What you don’t know, and what we are announcing today: we have also spent the last year in an intensive research project, the purpose of which has been to describe, for the first time, the internal workings of the Chinese national business model. This work has already received praise from leaders in business and government, and we will be making this information available to SNS members soon, but not today.
I am writing to you now because of the extreme instability of the Chinese equity markets, and the apparent lack of understanding in the West of what this may mean for China and the rest of the world.
All of you are aware that the Chinese equity markets, supported by many new entrants who often use margin lending to buy stocks, had risen by as much as 150% in the last year. More recently, these markets are down about 30% since early June. The government has done exactly the opposite of what modern central bankers would recommend, by: a) taking a bubble made larger by margin lending, and increasing such lending; b) shutting off IPOs, c) pressuring individuals and corporations to buy more stocks; and other desperate measures.
The business press seems to be taking two non-exclusive views of all this: one, that what goes up must come down (true), and, two, that this is just one sector in the overall economy, with the other sectors (banking, manufacturing, technology, etc.) quite healthy – so don’t worry.
We have the opposite view. Based on our work, the core Chinese economy is more than fragile, based essentially on non-market, often fraudulent practices and structures, all in a top-down, command-driven context which prevents free markets and trading, rather than enabling them.
From the highest perspective, we call this national model S.A.D., an acronym depicting Steal (IP), Amplify (it domestically), and Dominate (global markets). A second, deeper description is contained in the acronym I.C.B.M., depicting which things are NOT as they seem in the national economy: Innovation is not innovation (it’s theft), Companies are not companies (90% are state-owned, with the rest state-influenced), Banks are not banks (the top ten are state-owned or controlled, and act as politically-driven cash distribution pipelines, with no accountability); and money is not money (the currency is government-manipulated in value).
We don’t intend the use of these acronyms to imply that any of these practices are cute or funny; they represent illegal and illicit financial behaviors which threaten the global economy.
For these, then, and related reasons, we believe that publications such as the Wall St. Journal have exactly the wrong “take” on the current status of China. While the markets are in horrible shape, the other core economic sectors are, too. We suspect that this is exactly why the government has done the opposite of what other central bankers would do: the government knows how fraught the core economic sectors are, and needs not only to avoid relying on their strength in the case of a market collapse but needs the market “goosing” provided by more fake money and bad lending practices to keep the machine going.
Indeed, at a time when the core sectors appear to be collapsing under the weight of too many years of fraud, the past year of rocketing equity markets has seemed to be the sole source of good news and energy in the Chinese economy. Too bad that it, too, by being margin-driven and without real regulatory oversight, is a fake.
In summary, the Chinese markets are not a sole threat, or even the main threat, to the global economy; rather, they are just another sector based on poor accounting and questionable business practices.
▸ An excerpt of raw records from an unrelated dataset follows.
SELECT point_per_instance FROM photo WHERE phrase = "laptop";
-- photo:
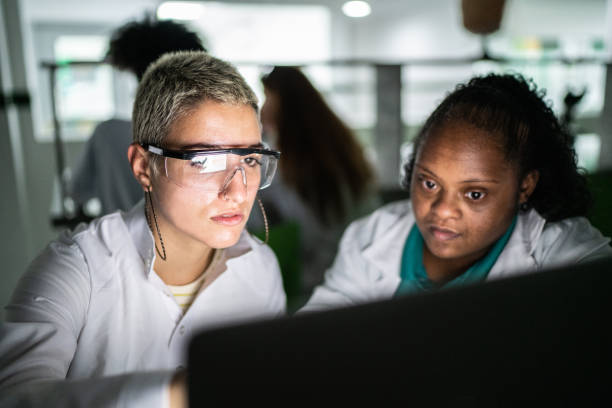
(541, 337)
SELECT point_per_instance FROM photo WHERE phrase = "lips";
(443, 234)
(228, 219)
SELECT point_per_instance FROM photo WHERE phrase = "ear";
(139, 160)
(528, 184)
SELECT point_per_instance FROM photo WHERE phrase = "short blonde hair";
(178, 82)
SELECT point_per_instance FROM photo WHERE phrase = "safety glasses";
(213, 169)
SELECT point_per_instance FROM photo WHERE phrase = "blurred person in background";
(103, 170)
(325, 180)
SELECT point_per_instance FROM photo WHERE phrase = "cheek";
(181, 205)
(420, 205)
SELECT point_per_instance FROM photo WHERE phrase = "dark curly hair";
(512, 108)
(321, 154)
(137, 44)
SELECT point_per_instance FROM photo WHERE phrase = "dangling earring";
(263, 212)
(161, 241)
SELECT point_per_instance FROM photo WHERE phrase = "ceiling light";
(356, 8)
(179, 10)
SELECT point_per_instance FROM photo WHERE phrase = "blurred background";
(382, 66)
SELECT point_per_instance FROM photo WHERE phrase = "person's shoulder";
(572, 239)
(380, 220)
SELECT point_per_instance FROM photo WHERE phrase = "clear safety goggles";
(213, 169)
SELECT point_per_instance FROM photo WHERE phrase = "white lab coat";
(367, 266)
(91, 310)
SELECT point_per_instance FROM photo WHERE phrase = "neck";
(186, 259)
(441, 271)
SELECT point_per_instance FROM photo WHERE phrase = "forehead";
(464, 147)
(216, 124)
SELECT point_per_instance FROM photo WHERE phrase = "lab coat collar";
(386, 241)
(517, 256)
(139, 230)
(384, 247)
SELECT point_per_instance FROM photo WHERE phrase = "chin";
(224, 240)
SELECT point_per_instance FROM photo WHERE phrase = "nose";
(234, 188)
(445, 206)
If this is true, the world has much more to fear from the overall Chinese economic meltdown, than from its latest equity market gyrations. Since foreign investors have been allowed to hold only about 4% of equities traded (another problem), the effect of this market circus will be almost zero in the sense of foreign investments lost. But to the degree that Chinese investors have come into foreign markets, and Chinese firms listed (often through reverse shell mergers) on foreign markets, the effects could be much larger.
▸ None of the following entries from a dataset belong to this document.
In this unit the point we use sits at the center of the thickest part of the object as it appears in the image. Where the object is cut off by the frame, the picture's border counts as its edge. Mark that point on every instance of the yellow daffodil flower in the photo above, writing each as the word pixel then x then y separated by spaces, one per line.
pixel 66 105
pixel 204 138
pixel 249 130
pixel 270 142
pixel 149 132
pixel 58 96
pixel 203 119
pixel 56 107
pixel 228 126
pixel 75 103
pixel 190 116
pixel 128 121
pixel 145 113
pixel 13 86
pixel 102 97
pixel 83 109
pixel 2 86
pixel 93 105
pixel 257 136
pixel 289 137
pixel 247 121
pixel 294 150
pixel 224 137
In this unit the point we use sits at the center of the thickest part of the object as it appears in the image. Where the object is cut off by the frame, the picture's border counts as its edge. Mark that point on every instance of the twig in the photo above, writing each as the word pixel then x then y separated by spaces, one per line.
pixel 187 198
If and when China panics, their investors and companies will panic, and this could result in at least minor bumps in equity markets in the US, Australia, Japan, and the EU. It’s doubtful these would be more than short-term blips.
But the big question, and the one indirectly raised by Chinese equity market performance this week, is now before the world: can fraudulent and illegal business practices at China’s scale damage the global economy?
The answer is certainly, yes.
Does this have anything to do with today’s NYSE interruption? Probably not.